The Ineos connection attracted a big name ambassador in the shape of Eliud Kipchoge, the fastest marathon runner on earth. Mo Farah, tennis ace Andy Murray and former UK Olympic hurdler Colin Jackson are also signed up.
‘Ineos has a global reach – there are 11,000-plus schools doing it across the word. The United Arab Emirates has 45 schools doing it and the fitness of their girls went up 19% in seven weeks. None of that would matter if it was not sustainable, if it was a flash in the pan, but it lasts,’ Wyllie says.
Research is ongoing but there is emerging evidence that sustained Daily Miles reduce the incidence of dyspraxia, and improve bone density. ‘We are nine years into a 15-year longitudinal study of physical literacy led by Dr Lynda Hine from the University of Chester. When researchers started to get returns from Scottish primary schools that were reversing the trend they found it was the schools doing the Daily Mile.’
Proven positive outcomes
Wyllie says feedback from physiotherapists has been positive and she feels the profession should promote the scheme. ‘I got a phone call from a physio who had been to a PE conference and really liked the Daily Mile. Her feeling was that if you are doing the Daily Mile it will help so much.’

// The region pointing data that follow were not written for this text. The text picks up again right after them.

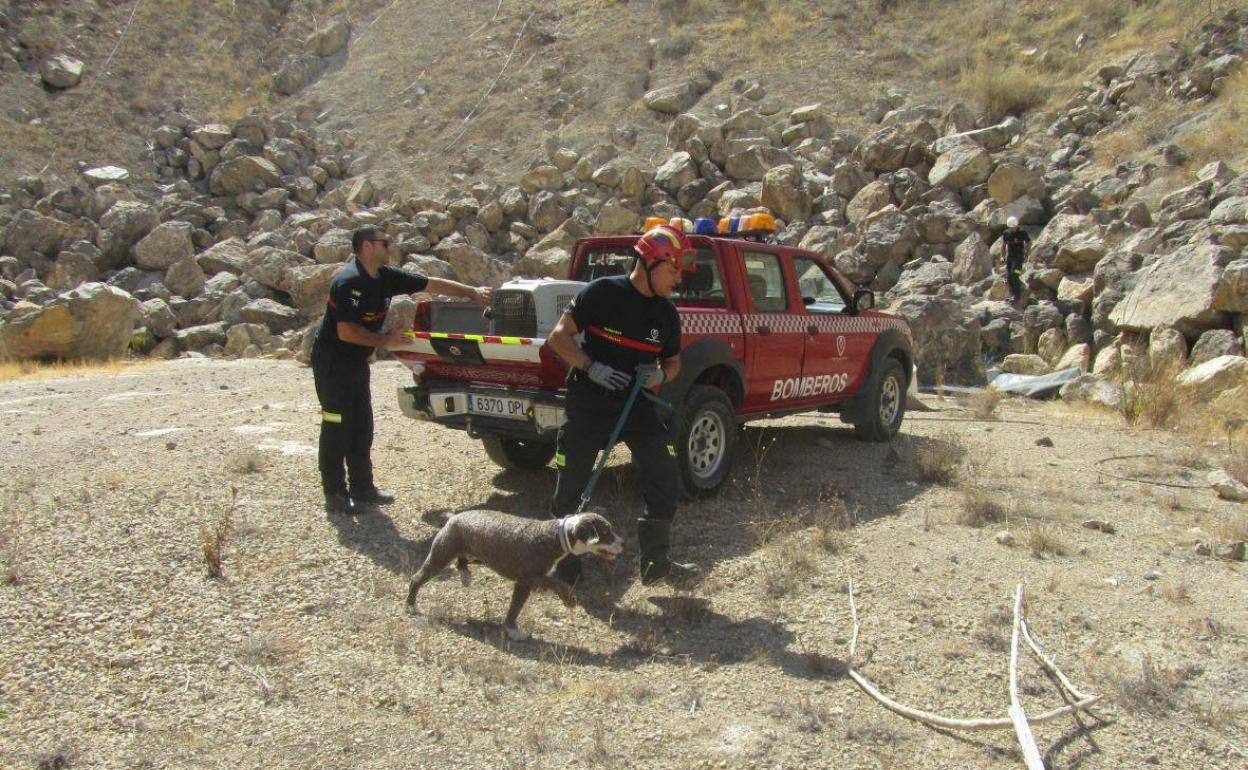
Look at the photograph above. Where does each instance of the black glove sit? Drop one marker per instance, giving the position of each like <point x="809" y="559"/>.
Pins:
<point x="607" y="377"/>
<point x="650" y="376"/>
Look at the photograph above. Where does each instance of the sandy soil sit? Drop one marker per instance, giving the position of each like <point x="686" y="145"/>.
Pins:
<point x="119" y="652"/>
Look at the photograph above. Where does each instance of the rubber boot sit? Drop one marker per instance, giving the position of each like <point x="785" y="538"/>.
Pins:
<point x="653" y="539"/>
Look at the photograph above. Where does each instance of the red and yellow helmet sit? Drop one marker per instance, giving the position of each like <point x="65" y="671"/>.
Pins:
<point x="667" y="242"/>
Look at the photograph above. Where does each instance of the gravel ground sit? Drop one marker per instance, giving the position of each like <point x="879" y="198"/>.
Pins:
<point x="119" y="652"/>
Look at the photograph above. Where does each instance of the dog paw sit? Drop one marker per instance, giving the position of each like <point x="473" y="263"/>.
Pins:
<point x="516" y="634"/>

Some teachers say they are already too busy coping with the existing workload and the Daily Mile takes time out of the curriculum. Wyllie responds: ‘It’s one and a quarter hours per week. The benefits are huge. What else have we got? Some teachers say they can’t fit it in but surveys show 62% of parents put health and wellbeing above literacy and numeracy. If children are healthy and happy they are ready to learn.’
She points sceptics to the research. A study by the Universities of Stirling and Edinburgh* concluded that The Daily Mile is an ‘effective intervention’ and has measurable positive health outcomes on fitness and body composition of primary school children. And Swansea University ** says The Daily Mile can increase children’s fitness by 9% and has a positive impact on attitudes to physical activity, increased feelings of happiness, improvements in group work and social interactions with classmates.

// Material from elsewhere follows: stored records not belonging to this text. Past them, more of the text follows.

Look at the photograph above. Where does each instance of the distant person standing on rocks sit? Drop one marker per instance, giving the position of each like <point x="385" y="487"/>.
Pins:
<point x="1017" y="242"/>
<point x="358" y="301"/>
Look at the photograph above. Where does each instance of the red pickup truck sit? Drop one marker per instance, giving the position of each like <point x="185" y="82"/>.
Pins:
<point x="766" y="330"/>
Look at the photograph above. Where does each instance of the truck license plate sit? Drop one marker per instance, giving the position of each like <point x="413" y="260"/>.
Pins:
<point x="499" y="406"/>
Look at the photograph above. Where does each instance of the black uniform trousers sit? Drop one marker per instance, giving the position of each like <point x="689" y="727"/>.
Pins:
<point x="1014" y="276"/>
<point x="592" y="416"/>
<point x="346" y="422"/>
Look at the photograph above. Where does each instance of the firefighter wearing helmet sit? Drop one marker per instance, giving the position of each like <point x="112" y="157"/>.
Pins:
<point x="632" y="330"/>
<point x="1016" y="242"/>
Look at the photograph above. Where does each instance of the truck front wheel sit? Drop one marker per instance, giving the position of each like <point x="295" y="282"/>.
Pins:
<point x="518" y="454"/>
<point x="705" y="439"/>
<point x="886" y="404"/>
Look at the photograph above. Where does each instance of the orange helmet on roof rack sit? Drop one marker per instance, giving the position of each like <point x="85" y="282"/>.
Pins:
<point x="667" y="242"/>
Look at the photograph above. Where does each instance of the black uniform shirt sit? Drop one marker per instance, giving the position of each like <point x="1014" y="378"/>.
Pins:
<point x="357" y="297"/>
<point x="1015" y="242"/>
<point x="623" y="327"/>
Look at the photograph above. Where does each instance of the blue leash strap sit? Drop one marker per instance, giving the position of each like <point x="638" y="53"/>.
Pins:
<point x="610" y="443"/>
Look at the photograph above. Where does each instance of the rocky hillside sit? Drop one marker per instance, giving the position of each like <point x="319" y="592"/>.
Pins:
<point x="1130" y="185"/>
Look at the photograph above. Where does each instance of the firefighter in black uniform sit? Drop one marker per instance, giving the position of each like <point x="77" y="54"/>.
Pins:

Jennifer Harris, the lead senior physiotherapist in paediatric MSK and orthopaedics at Chesterfield Royal Hospitals Foundation Trust, has analysed the Daily Mile and is a fan.
Physios play an important role
‘Being simple and free to implement, The Daily Mile has proven to be really popular in schools across the UK and can be delivered on a regular basis to large groups of children,’ she says. ‘When actively involved in the programme, The Daily Mile has potential to build and strengthen relationships with peers, teaching staff and the wider community, facilitating factors associated with resilience and sustained activity in youth.’
Harris says schools proposing to set up a Daily Mile should consider personalised goal setting, local leadership and support, preparation of outdoor space and opportunities for children to work together and reflect on their experience.
‘Physiotherapists working with children and young people play an important role in the promotion of physical activity. A broad awareness of innovative opportunities to be active and best practice in delivery can all build toward positive impact on public health,’ Harris says. ‘Thanks Elaine, for all your hard work in making things better for the next generation.’